To use model response generation or LLM-based automatic evaluation, you must first register a model or agent. Registration is done in Management → Model Management.

  • To use Query·Response auto-generation or LLM Judge-based evaluation, you need at least 1 Judge model (API key).
  • If you already have a Dataset generated with a target model, you can start evaluation by registering just one Judge model.

👉 More details: /tutorials/settings/model-management


1. Prepare Dataset

Evaluation starts with data. Datasets can be prepared in two ways:

AI Generation (Dataset Page)

If you want to create a new evaluation dataset from scratch, you can generate it step by step after uploading reference documents on the Context Dataset page.

  • It's okay if Query or Response is empty. You can auto-generate with a model in later steps.
  • When generating Queries, you can adjust custom parameters to specify the model's role, style, and behavior. (Example: "Respond as a customer support assistant helping with branch visit consultations.")

Generation Flow

  1. Access the Context page and upload a local file (.csv, .XLSX) with reference documents as the generation basis (Example: Query generation → select context set, Response generation → select query set)
  2. Select query generation model
  3. Save Dataset

👉 More details: /core-concepts/datumo-concepts/dataset


2. Create Evaluation Task

Click New Task to create a new Evaluation Task. It's recommended to manage each Task as a single evaluation unit (e.g., measuring specific model quality, comparing two models, etc.).

  • In a Task, you can manage results from multiple Response Sets through Evaluation Sets.
  • Datasets containing the target model's Output (Response) can be found in Dataset-Response.

👉 Task creation guide: /tutorials/evaluation/judgment-eval/eval-task/create-task


3. Run Evaluation (Evaluate)

Once Dataset and Task are ready, execute the evaluation in earnest. It's ideal to use automatic and manual evaluation together.

  1. Automatic Evaluation (LLM/Algorithm-based): To evaluate multiple results at once, select multiple Response Sets (model/service Outputs) and evaluation criteria (Metrics) in "Evaluation Task" and start the evaluation. Choose from pre-provided Metrics or create custom Metrics.

    • Select metrics to use in Metrics. (Example: Bias, illegal, Response Relevancy, etc.)
    • BEIR+judgment-Leaderboard is activated when gold_context and retrieved_context are present.
    • Once Task creation is complete, batch evaluation proceeds for all selected items.
  2. Manual Evaluation (Human Evaluation)

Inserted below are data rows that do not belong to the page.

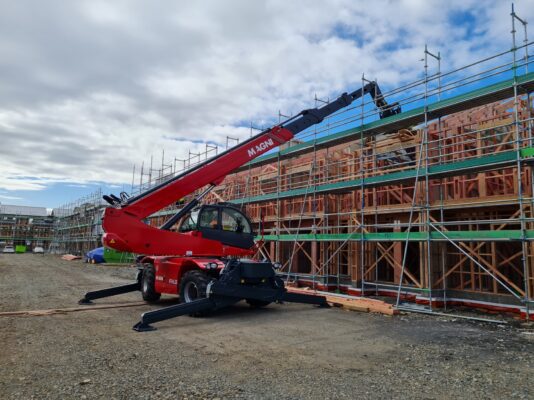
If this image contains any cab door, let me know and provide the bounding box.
[198,206,254,249]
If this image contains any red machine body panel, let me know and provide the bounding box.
[102,127,293,257]
[153,257,224,294]
[102,82,400,294]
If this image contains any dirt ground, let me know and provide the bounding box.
[0,254,534,399]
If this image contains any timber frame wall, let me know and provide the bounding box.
[152,37,534,315]
[51,23,534,316]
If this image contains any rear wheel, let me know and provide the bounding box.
[141,264,161,303]
[180,270,211,317]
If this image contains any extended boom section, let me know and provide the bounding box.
[80,82,400,331]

    • In Manual Evaluation or Interactive Evaluation, humans directly assign scores.
    • More sophisticated analysis is possible when referenced together with automatic evaluation results.

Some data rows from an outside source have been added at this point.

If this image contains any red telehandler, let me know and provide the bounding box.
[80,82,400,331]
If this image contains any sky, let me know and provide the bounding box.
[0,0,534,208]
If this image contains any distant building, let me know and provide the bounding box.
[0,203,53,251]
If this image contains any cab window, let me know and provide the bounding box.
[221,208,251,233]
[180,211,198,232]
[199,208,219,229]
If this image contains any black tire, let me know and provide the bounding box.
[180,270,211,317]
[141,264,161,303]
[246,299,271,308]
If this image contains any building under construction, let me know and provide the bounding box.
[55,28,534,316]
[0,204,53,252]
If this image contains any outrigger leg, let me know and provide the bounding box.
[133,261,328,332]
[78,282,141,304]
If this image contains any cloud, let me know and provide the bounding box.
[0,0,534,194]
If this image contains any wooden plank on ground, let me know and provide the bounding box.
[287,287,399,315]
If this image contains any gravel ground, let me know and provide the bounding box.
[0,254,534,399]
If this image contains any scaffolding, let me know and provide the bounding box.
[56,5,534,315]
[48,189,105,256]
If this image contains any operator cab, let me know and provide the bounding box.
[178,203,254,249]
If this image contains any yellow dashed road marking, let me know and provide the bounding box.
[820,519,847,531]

👉 Metrics configuration guide: /tutorials/settings/metric-management 👉 Run automatic evaluation: /tutorials/evaluation/judgment-eval/eval-task/eval-results 👉 Run manual evaluation: /tutorials/evaluation/human-eval/


4. Interpret Results (Results)

After evaluation, you can check results in Dashboard / Task Metrics.

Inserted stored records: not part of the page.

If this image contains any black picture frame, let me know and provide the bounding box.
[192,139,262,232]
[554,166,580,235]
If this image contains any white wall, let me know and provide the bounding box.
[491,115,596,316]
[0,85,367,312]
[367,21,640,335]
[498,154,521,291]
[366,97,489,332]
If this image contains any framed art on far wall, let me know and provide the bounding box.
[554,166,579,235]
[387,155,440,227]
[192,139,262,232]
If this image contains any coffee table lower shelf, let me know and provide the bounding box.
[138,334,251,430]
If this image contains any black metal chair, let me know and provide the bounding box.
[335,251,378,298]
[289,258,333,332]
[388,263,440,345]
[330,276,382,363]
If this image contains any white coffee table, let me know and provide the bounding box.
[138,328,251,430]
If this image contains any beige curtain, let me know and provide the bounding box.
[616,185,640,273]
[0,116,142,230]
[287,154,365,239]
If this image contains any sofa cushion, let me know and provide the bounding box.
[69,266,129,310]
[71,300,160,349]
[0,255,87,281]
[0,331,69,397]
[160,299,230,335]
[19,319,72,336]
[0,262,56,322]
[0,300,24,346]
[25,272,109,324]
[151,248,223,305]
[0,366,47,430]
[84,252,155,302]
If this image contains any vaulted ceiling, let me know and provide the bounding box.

  • Model/Prompt comparison: Identify performance differences through average scores, distribution, deviation
  • TableView: Check query-specific scores and responses to quickly identify problem cases

Export results to Export for use in reports or shared documents as needed.

👉 Explore results: /tutorials/evaluation/judgment-eval/eval-task/eval-results


5. Next Steps (Optional)

You can proceed with additional analysis through various evaluations.


Frequently Asked Questions (FAQ)

Q1. Reference-based metrics are disabled. Why? A. Check if you included reference answers like Expected Response in your dataset. The metric is activated only when a reference exists.

Q2. Is manual evaluation possible without a model key? A. Yes, it's possible. However, response generation or LLM-based automatic evaluation requires a model key. (See Step 0)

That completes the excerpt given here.